On a Tuesday session in July 2026, a dramatic conclusion unfolded at the Belize High Court: 28-year-old construction worker Andre Arthurs walked free after being acquitted of the 2025 murder of 33-year-old Mark Usher Jr. in Belize City.
Usher was killed in a public shooting at the intersection of Jabiru Street and Fabers Road in March 2025, a case that has dragged on for more than a year. Arthurs, a resident of the Fabers Road area, had been held in pre-trial detention after being formally charged with the fatal shooting. But the prosecution’s case quickly unraveled in court over a series of critical evidential gaps that the Crown could not resolve.
Presiding over the case, Justice Nigel Pilgrim delivered the not-guilty verdict after ruling that the prosecution failed to meet the required legal standard of proving guilt beyond a reasonable doubt. The entire prosecution’s argument rested almost entirely on the identification testimony of Interdiction Police Officer Lawrence Martinez. Martinez told the court that moments after the shooting, he observed a man in a blue shirt riding a bicycle away from the crime scene. He later picked Arthurs out during a group identification procedure.
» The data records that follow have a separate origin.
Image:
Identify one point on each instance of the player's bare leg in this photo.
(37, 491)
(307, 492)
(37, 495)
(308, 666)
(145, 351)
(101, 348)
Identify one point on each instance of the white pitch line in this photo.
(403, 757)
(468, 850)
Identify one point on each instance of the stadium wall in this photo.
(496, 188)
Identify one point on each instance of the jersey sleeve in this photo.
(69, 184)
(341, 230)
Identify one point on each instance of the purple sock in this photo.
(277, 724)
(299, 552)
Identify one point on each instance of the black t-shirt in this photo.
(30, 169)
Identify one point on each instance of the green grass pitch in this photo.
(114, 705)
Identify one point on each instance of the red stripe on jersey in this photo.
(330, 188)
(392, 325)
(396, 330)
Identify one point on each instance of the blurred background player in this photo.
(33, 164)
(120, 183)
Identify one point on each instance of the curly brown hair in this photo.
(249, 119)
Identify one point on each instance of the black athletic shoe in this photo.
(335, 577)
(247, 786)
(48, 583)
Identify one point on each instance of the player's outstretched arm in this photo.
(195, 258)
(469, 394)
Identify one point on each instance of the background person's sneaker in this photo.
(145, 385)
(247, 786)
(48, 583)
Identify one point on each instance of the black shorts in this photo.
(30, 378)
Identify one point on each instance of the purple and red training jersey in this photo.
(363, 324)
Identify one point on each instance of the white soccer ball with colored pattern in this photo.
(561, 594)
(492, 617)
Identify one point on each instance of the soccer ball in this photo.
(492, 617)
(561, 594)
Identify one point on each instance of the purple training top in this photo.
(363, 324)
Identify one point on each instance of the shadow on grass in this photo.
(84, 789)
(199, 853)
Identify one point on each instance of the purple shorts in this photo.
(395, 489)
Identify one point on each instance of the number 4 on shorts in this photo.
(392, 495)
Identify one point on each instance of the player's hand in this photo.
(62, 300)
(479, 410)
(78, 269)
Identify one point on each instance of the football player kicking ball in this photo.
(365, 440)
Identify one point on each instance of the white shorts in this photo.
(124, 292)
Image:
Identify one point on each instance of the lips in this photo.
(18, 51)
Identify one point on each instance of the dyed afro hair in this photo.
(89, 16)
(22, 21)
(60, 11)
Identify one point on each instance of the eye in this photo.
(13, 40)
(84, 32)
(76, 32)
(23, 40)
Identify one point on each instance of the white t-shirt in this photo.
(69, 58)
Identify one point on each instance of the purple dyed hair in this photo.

While Justice Pilgrim acknowledged that Martinez appeared to be a sincere and credible witness on the stand, major procedural flaws in the identification process created unavoidable doubt. The court learned that the prosecution never provided evidence confirming that other participants in the identification lineup matched Arthurs’ core physical characteristics, including height, skin tone, age, and general build. Without that critical alignment, the court could not confirm that the identification was not a result of improper suggestion or chance.
The evidential deficiencies extended far beyond the flawed identification process. Investigators never tested Arthurs’ hands for gunshot residue, a standard step in most shooting investigations that could have tied him to the weapon. The prosecution also failed to produce any DNA evidence linking Arthurs to the crime, never recovered the alleged firearm used in the shooting, and never obtained a search warrant to connect the reported blue shirt to Arthurs. Even the suspect’s abandoned bicycle, a key piece of physical evidence described by the officer, was never properly accounted for in the investigation, leaving a host of unanswered questions about its connection to the case.
Justice Pilgrim emphasized in his ruling that the Crown bears the legal burden of proving every element of a criminal charge beyond a reasonable doubt. In this case, that meant confirming beyond question that the identification evidence was reliable enough to conclude Arthurs was the shooter. Without that certainty, any guilty conviction would be legally unsound.
Throughout the entire trial, Arthurs repeatedly maintained his innocence. He told the court that at the time of the shooting, he was at his home hosting a barbecue with friends, placing him far from the crime scene. After the verdict was read, Arthurs left the courthouse surrounded by supporting relatives, a free man after more than a year of legal uncertainty. Mark Usher Jr.’s mother, who attended the ruling to hear the outcome, left the courthouse shortly after the verdict was announced. Andre Arthurs was represented throughout the proceedings by defense attorney Simeon Sampson.